Für die einen ist er die hässliche Fratze des Kapitalismus, für die anderen verkörpert er das liberale Gewissen: Der 70-jährige Ire Peter Sutherland war nacheinander irischer Generalstaatsanwalt, EU-Kommissar, Generaldirektor der Welthandelsorganisation (WTO), Verwaltungsratspräsident des Energiekonzerns BP und leitender Partner bei Goldman Sachs.
Zurzeit engagiert sich der leidenschaftliche Europäer und Weltbürger alter Schule als Bevollmächtigter für Flüchtlingsfragen von UNO-Generalsekretär Ban Ki-Moon. In Dublin hat er ein Plädoyer gegen einen Austritt Grossbritanniens aus der EU gehalten.
SRF News: Warum verbeissen sich die Briten aussschliesslich in fragwürdige Zahlen und Wirtschaftsprognosen, wenn es um die EU-Mitgliedschaft geht? Wo bleibt der Idealismus?
Peter Sutherland: Da gibt es durchaus Emotionen, aber die falschen. Sie drehen sich um die Andersartigkeit der Briten, um ihre angebliche Überlegenheit. Nur, es gibt in der heutigen Welt keine Inseln mehr.
Hätten die Briten 1973 bei der EWG-Norderweiterung überhaupt den Europäischen Gemeinschaften (EG) beitreten sollen?
Gewiss, aber die politische Elite hat es immer versäumt, die Vorteile der EG und späteren EU zu unterstreichen.
«Sicher sind nur die Risiken»
Sutherland hatte zuvor vor einem Seminar des Europainstituts die Irrwege der britischen Nachbarn zerpflückt: Er habe keinen Schimmer, wo das enden werde, sagte er. Die Meinungsumfragen seien knapp, die Buchmacher setzten auf Europa, aber jeder Taxifahrer sei dagegen, beklagte er. «Sicher sind nur die Risiken.»
Sutherland berief sich auf seine Erfahrungen als Leiter der Welthandelsorganisation (WTO): Nach einem Volksentscheid für einen Austritt aus der EU werde London neue Konditionen mit Brüssel aushandeln müssen. Erfahrungsgemäss werde dies deutlich länger als fünf Jahre dauern.
An den Binnenmarkt-Regeln kommt niemand vorbei
Verhandlungstechnisch versetze das die Briten in eine äusserst verwundbare Lage. Sutherland ging nacheinander die möglichen Szenarien durch: Zuerst das Modell Norwegen, dann das der Schweiz: «Bekanntlich steht es derzeit um die Beziehungen zwischen der EU und der Schweiz sehr schlecht», analysierte er.
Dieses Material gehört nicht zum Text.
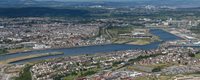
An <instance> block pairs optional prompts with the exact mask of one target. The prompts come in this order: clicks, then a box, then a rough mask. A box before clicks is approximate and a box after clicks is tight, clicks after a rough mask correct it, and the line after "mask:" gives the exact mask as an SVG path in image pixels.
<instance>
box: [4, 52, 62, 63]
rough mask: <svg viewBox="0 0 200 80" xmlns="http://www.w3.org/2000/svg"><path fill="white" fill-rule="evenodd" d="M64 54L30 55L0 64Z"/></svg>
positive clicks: (17, 57)
mask: <svg viewBox="0 0 200 80" xmlns="http://www.w3.org/2000/svg"><path fill="white" fill-rule="evenodd" d="M63 54H64V53H63V52H51V53H44V54H35V55H28V56H22V57H17V58H12V59H8V60H4V61H0V64H8V63H13V62H17V61H22V60H27V59H33V58H39V57H46V56H54V55H63Z"/></svg>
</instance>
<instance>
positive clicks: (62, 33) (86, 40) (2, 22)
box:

Mit klinischer Präzision führte Sutherland aus, dass die Briten in beiden möglichen Szenarien die Regeln des Binnenmarktes übernehmen müssten, den sogenannten Acquis communitaire. Sie müssten trotzdem Beiträge zahlen und dei Personenfreizügigkeit gewähren. Und das alles für ein Arrangement, das die Finanzdienstleistungen als Filetstück des britischen Exportsektors ausschliesse. Denn die City of London verlöre den Zugang zu einem ihrer wichtigsten Märkte.
«Chaos und politisches Trauma»
Die Regierung müsste dann Bedingungen akzeptieren, über die sich die siegreichen Brexit-Befürworter heute beschweren und die sie den Stimmbürgern zur Ablehnung empfehlen. Das führe ins Chaos und wäre ein politisches Trauma. Klipp und klar wandte sich Sutherland dabei gegen allzu viel Entgegenkommen der EU: Der Austritt habe seinen Preis.
Nach dieser Tour de force durch britische Sackgassen schloss Sutherland mit einer Beobachtung des verstorbenen britischen Journalisten Hugo Young: Das Problem der Briten sei es, eine Vergangenheit, die sie nicht vergessen könnten, mit einer Zukunft, der sie nicht entrinnen könnten, zu vereinbaren.